Hybrid router scripts
This page describes how to use the scripts that maintain Layer 1 (heuristic) and Layer 2 (semantic) routing rules for mix mode. Run all commands from the repository root.
Overview
| Script | Purpose |
|---|---|
| validate_heuristic_rules.py | Check that no keyword appears in both local and cloud rules (avoids ambiguous routing). |
| generate_utterances.py | Generate many local/cloud example utterances for the semantic router (verb×object + expert list). |
| generate_heuristics.py | Generate heuristic keywords from a verb×noun matrix and/or {{a|b}} templates. |
When to use
- After editing
config/hybrid/heuristic_rules.yml→ run validate_heuristic_rules.py. - To enrich Layer 2 utterances (more coverage, EN+ZH) → run generate_utterances.py (optionally with
--merge). - To enrich Layer 1 keywords (more verb/noun combos or templates) → run generate_heuristics.py (optionally with
--merge), then validate.
Prerequisites
- Python 3 and PyYAML (
pip install pyyaml). - No need to start Core or install full app dependencies to run these scripts.

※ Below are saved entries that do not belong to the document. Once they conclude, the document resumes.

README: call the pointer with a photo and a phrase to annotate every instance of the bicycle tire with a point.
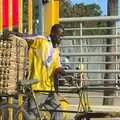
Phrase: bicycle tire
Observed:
(4, 112)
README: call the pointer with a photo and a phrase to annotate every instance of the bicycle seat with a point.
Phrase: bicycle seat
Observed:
(27, 82)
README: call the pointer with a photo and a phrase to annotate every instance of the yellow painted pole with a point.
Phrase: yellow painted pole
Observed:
(1, 115)
(10, 15)
(20, 29)
(1, 16)
(20, 16)
(30, 17)
(20, 103)
(51, 15)
(10, 109)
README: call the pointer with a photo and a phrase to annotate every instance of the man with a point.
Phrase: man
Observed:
(44, 66)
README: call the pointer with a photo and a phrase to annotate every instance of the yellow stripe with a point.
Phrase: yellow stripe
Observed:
(30, 16)
(20, 16)
(10, 15)
(1, 16)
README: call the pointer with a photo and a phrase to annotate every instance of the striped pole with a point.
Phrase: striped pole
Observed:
(1, 16)
(30, 17)
(10, 15)
(20, 16)
(10, 109)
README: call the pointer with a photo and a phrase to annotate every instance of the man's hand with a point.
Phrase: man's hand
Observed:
(60, 71)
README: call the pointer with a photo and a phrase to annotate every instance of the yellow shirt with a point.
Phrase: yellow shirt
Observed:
(43, 61)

1. validate_heuristic_rules.py
Validates heuristic_rules.yml for keyword conflicts: the same normalized phrase must not be assigned to both local and cloud. The router is first-match-wins; conflicts make behavior unclear.
Usage
python3 scripts/validate_heuristic_rules.py
python3 scripts/validate_heuristic_rules.py path/to/heuristic_rules.yml
Behavior
- Reads
config/hybrid/heuristic_rules.yml(or the path you pass). - Normalizes keywords (lowercase + Unicode NFC), same as the router.
- If any keyword appears in both a local and a cloud rule → prints conflicts and exits with code 1.
- If no conflicts → prints
OKand exits 0.
When to run
- After hand-editing heuristic rules.
- After running generate_heuristics.py --merge.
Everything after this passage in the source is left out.